Pages

Monday, September 24, 2012

Ceramics

It turns out I can't make ceramic dishware. Somewhere on my twisty-turny pasta noodles of DNA, next to eye color and affinity for remembering the names of D-List celebrities, there's a post-it note that reads, "Horrible with pottery wheel. Just disgusting. Will never succeed as artist." Fortunately, this fatal flaw probably won't come back to haunt me after I finish my art class, since those who are not professional potters rarely need to participate in pottering. Unfortunately, I need to pass this freaking class.

Six hours of class time, three hours of my own time, a stinging cut up the side of my pinky, a splattered and stained pair of jeans, and ten destroyed fingernails were all part of this week's sacrifice to the pottery gods. And what did I have to show for it? Four "bowls" (in quotation marks because each one was lopsided and likely couldn't hold liquid) when eight were due. When I heard the teacher call my name and ask to grade my finished product, I took a deep breath, plopped the little disasters before him, and tried to look as innocent as possible. I think I curtsied. I probably curtsied.

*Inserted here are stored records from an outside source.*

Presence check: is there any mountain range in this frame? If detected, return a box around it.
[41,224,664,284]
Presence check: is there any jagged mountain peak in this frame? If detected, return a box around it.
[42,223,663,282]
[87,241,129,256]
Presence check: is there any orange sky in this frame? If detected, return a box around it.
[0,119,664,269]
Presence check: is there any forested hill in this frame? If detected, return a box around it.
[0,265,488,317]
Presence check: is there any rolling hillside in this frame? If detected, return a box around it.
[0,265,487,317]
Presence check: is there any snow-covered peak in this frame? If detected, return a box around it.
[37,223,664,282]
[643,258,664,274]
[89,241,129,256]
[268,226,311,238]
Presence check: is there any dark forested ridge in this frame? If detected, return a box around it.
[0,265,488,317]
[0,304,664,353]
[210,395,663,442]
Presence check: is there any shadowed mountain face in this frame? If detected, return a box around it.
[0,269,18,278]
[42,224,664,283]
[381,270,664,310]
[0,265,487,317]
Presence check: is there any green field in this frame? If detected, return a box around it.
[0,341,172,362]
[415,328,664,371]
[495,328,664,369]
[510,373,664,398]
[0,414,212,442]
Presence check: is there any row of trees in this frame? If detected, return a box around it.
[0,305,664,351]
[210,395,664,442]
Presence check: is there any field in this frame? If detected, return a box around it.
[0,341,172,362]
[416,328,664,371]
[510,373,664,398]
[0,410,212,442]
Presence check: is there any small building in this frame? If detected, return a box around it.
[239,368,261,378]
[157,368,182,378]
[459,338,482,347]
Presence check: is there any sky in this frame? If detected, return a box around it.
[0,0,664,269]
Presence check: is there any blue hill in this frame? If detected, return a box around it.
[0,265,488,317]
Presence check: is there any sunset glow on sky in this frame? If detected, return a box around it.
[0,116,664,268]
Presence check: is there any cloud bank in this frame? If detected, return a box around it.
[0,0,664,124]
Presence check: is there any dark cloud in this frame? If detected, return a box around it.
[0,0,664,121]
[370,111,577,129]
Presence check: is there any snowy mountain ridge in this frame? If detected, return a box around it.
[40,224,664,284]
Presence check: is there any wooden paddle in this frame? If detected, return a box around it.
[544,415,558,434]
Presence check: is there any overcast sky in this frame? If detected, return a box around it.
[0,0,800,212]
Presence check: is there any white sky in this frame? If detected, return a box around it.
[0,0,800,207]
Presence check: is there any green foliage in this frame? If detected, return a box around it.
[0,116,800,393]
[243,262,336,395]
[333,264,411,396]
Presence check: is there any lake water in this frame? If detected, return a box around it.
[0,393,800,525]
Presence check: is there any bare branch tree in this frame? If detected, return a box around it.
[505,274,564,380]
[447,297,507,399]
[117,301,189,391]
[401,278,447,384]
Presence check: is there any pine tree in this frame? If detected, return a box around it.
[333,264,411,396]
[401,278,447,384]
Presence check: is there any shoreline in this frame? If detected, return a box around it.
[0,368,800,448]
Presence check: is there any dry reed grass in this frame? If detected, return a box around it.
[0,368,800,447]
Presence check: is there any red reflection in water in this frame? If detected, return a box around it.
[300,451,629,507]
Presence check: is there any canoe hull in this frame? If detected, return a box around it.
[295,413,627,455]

"What happened here?" he asked in a way that wasn't blatantly condescending but still made me bite my lip.

I wanted to say, "I'm graduating in two months and I'm working essentially full-time and I don't like being cold or wet or dirty and I'm so tired, dude; can I please just have a C and be on my way?"

I ended up saying, "Buhhh."

"I'll tell you what," he began, and a choir of angels sang out in jubilation, because no one but a sadist would start a sentence with "I'll tell you what" if he wasn't going to end it with something kind and helpful. "Why don't you toss these and I'll let you start over. Can you redo them tonight?"

"...Eight of them?"

"Yeah."

So I think, "Oh yeah, I have a free eighteen hours tonight. I'll just fit that in between all the work I have to do for the book, and the video I have to upload, and the forms I have to fill out, and the prescription I have to drop off, and the homework I have to do, and the miles I have to run, and the video I have to plan, and the laundry I have to do, and the food I have to eat, and the reading I have to do, and the blog I have to write, and the shower I have to take, and the dying with my face down on the public sidewalk I have to do."

And I say, "Yeah. Sure."

Wednesday, September 19, 2012

Tell me where to live?

I always thought of myself as a suburban girl. I pictured living near my extended family, owning a used car, never changing my voter registration to anywhere besides Ohio, wearing sweatpants to Olive Garden. Honestly, I don't look down on that choice at all, and it's entirely possible that I'll find myself happily living between a llama farm and a Cracker Barrel in my forties. I was a suburban girl, and I'll probably be a suburban woman. Buuuuut, at least for my take-chances-because-you're-in-your-twenties decade, I think I'm ready to hook some Mace on my keychain and call myself a city mouse.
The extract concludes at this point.